Dysmotility and Dysphagia
You may experience difficulty swallowing with scleroderma, termed dysphagia. The thickened and scarred tissue that scleroderma causes can lead to a narrowed esophagus, which results in dysmotility, or the slowed movement of food. You may need to avoid very dry foods if these problems occur. You can dip foods like crackers and breads into liquids so they are easier to swallow. Depending on the severity of these problems, you may also need to avoid large pieces of meats or vegetables. You can liquefy them in a blender or puree these foods to make them easier to swallow and travel down the esophagus.

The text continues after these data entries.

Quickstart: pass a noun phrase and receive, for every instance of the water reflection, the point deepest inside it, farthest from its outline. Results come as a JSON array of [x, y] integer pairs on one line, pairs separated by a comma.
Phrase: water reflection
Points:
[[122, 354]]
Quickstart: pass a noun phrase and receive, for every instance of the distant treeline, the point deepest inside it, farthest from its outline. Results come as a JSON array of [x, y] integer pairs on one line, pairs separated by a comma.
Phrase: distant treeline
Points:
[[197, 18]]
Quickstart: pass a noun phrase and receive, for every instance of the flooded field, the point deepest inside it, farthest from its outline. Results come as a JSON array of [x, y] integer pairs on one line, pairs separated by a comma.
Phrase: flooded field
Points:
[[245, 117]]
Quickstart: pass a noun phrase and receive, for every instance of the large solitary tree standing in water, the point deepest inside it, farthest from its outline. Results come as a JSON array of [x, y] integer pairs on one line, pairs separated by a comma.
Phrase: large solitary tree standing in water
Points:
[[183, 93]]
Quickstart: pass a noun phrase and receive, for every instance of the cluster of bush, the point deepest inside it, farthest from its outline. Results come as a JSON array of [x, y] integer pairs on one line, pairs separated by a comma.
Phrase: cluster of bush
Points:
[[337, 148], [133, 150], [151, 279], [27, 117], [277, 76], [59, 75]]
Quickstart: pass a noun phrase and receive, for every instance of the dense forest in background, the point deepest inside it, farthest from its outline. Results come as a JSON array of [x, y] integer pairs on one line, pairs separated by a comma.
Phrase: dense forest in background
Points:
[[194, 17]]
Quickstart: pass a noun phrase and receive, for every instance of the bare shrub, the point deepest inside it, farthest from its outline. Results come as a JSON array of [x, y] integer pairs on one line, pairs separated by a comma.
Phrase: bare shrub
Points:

Skin Hardening and Raynaud’s Phenomenon
Skin hardening is a hallmark symptom of scleroderma. Raynaud’s Phenomenon -- in which restricted blood flow to the hands and feet causes cold, numbness or pain -- is also very common, occurring in 90 percent of those with scleroderma, according to the National Institute of Arthritis and Musculoskeletal Skin Diseases. Both of these conditions can make it difficult to prepare foods. You may have trouble cutting fresh fruits and vegetables, which could lead to an avoidance of these foods. Rather than removing these nutritional powerhouses from your diet, however, try to buy pre-cut fresh or frozen fruits and vegetables or ask a family member to help you prepare these foods.
Other Nutrition Concerns
If you have scleroderma, you should maintain a proper intake of calories and consume a variety of nutrient-rich foods. Because the disease presents with a range of symptoms, you may or may not need to alter your current diet. If you have questions about your particular symptoms and their effects on your nutritional status, you should consult a doctor or a registered dietitian.